On Behalf of | Nov 11, 2020 | Social Security Disability |

Social Security is a government program that may be the best provision for Kansas residents who have a provable physical or mentally debilitating condition. The problem with Social Security disability is that it takes so long for those who are questionably disabled to be approved because the Social Security Administration wants undeniable validation of the disability. This means that approximately two-thirds of those who apply must go through the appeals process, which is considerably long and frustrating.

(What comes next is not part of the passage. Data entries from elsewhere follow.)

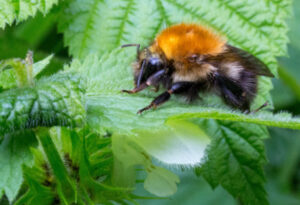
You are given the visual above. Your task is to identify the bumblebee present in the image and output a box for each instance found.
[122,23,274,114]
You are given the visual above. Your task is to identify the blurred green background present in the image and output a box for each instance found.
[0,0,300,205]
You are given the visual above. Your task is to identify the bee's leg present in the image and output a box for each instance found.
[251,101,269,114]
[122,70,165,94]
[137,82,194,114]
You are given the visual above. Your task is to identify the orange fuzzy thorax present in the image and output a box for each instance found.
[153,23,225,61]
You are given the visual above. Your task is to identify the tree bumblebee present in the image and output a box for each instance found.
[122,23,274,114]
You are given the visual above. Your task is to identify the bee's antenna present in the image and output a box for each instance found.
[121,43,141,56]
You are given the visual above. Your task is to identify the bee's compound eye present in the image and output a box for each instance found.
[149,58,163,68]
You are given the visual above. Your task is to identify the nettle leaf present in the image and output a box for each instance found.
[0,0,58,28]
[144,167,180,197]
[66,49,300,132]
[195,119,268,204]
[0,75,85,134]
[0,131,37,203]
[60,0,291,73]
[65,49,300,203]
[59,0,292,204]
[0,55,53,89]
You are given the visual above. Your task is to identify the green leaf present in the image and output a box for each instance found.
[14,148,55,205]
[66,49,300,132]
[0,75,85,134]
[0,55,53,89]
[33,54,53,77]
[37,128,77,205]
[196,120,268,204]
[0,131,37,203]
[131,121,210,166]
[0,0,58,28]
[59,0,292,73]
[144,167,180,197]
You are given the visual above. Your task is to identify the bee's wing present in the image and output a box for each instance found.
[227,45,274,77]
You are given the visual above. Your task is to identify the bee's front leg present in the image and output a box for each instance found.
[137,82,194,114]
[122,70,165,94]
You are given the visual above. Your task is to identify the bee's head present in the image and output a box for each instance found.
[122,44,167,87]
[134,48,166,87]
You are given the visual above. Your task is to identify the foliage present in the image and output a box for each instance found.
[0,0,300,204]
[0,0,58,28]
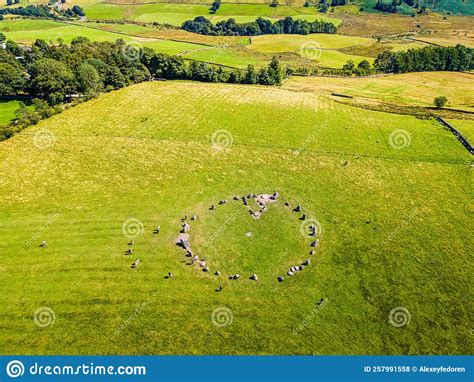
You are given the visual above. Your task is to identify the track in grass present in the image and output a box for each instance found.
[0,81,472,354]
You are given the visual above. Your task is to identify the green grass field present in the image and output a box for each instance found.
[0,81,473,354]
[80,3,341,26]
[0,20,382,68]
[284,72,474,112]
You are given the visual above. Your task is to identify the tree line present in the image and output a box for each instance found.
[0,33,284,140]
[374,44,474,73]
[181,16,337,36]
[0,4,85,20]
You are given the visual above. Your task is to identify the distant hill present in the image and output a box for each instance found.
[360,0,474,15]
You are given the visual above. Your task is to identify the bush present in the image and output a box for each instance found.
[433,96,448,109]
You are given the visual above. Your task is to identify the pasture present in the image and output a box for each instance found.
[284,72,474,112]
[0,81,473,354]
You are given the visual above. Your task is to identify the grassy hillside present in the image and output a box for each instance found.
[0,82,473,354]
[285,72,474,112]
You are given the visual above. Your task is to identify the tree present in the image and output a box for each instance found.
[267,57,283,85]
[434,96,448,109]
[244,65,258,84]
[209,0,221,14]
[72,5,86,17]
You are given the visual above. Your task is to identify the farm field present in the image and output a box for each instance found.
[284,72,474,112]
[0,81,473,354]
[0,20,209,54]
[0,20,386,68]
[448,119,474,146]
[0,100,31,126]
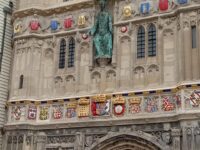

The Social Security Administration has established two programs for the disabled. One is Social Security disability insurance, and the other is supplemental security income. While the rules pertaining to eligibility for each are the same regarding health issues, the length of time they are in effect is not. SSDI is a permanent disability benefit ruling. SSI is an annual approval income for those who are disabled and have less than $2,000 in allowable assets. Approval for both programs involves the appeals process for most applicants.

The mere fact that an applicant has a general health diagnosis from a doctor that their physical or mental condition is debilitating is not sufficient for a case approval. The applicant must prove to the SSA administrative law judge that the health issue is either on the list of approved medical conditions or is the equivalent of an approved disability. This commonly takes representation from a Social Security Disability attorney who understands how to provide the information that the SSA wants for an approval. It often takes multiple appeals and an individual applicant hearing.

A Social Security disability attorney may help assemble all necessary medical evidence and craft a solid case for approval using their experience in handling previous claims. Being approved for either SSDI or SSI commonly requires legal representation even when the case takes a significant amount of time in order to avoid a complete denial from the SSA.